Muchas personas afirman: “la filosofía es muy difícil”. No creo que lo sea, solo merece un tiempo especial, sin interferencias, donde paciencia y reflexión van de la mano. Lo que me parece realmente difícil es tener una vida plena sin considerar críticamente nuestros miedos, que son nuestros límites. La filosofía aquí ayuda, pues proporciona la complicidad de la reflexión crítica para pensar nuestra vida más allá de la coacción de la herencia y de los límites del contexto. Filosofía no es un exhibicionismo conceptual de barroquismo teórico (aunque muchos filósofos adopten este consagrado postureo académico). Hay personas que hablan de filosofía, pero no viven filosóficamente.
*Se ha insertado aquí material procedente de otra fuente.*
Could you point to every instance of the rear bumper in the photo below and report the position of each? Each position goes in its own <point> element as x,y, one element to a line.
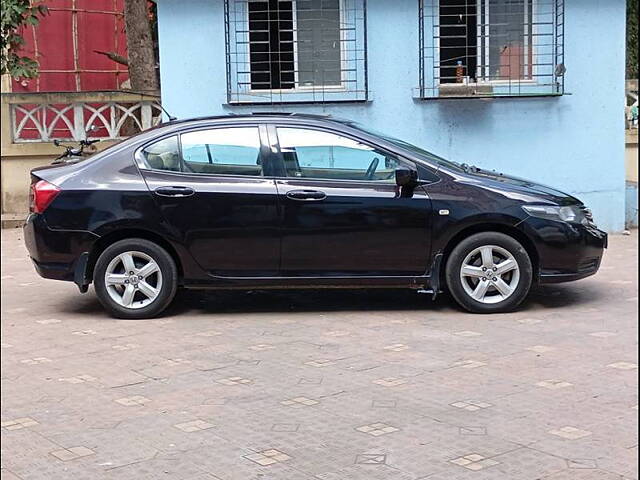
<point>566,252</point>
<point>58,254</point>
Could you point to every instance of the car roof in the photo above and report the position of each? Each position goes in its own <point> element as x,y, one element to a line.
<point>260,115</point>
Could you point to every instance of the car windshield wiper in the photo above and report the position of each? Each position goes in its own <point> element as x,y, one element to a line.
<point>470,168</point>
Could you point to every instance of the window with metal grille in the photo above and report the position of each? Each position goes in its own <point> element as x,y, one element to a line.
<point>308,51</point>
<point>491,48</point>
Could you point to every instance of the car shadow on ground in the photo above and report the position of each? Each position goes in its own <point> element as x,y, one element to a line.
<point>328,300</point>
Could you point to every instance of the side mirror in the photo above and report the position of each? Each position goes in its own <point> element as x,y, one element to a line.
<point>406,177</point>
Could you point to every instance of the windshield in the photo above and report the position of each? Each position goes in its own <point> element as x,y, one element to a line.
<point>412,148</point>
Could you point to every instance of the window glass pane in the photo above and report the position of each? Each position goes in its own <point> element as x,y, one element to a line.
<point>509,39</point>
<point>271,44</point>
<point>323,155</point>
<point>163,155</point>
<point>318,31</point>
<point>223,151</point>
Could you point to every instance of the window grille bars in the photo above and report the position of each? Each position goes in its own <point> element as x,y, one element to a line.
<point>295,51</point>
<point>491,48</point>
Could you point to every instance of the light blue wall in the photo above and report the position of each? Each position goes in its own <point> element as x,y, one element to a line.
<point>574,142</point>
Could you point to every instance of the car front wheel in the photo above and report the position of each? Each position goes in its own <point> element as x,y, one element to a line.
<point>489,272</point>
<point>135,278</point>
La filosofía es solamente un entrenamiento necesario para vivir siendo más justos con nosotros mismos, más críticos con la sociedad y, en definitiva, más libres si somos capaces de convertir las ideas en carne. Vivir filosóficamente es vivir arriesgadamente, otras vidas optan por la queja, su actitud radica en no fracasar, logrando así el fracaso absoluto: vivir una vida ajena.

(*) Sergio Antoraz es Doctor Mención Internacional en Filosofía.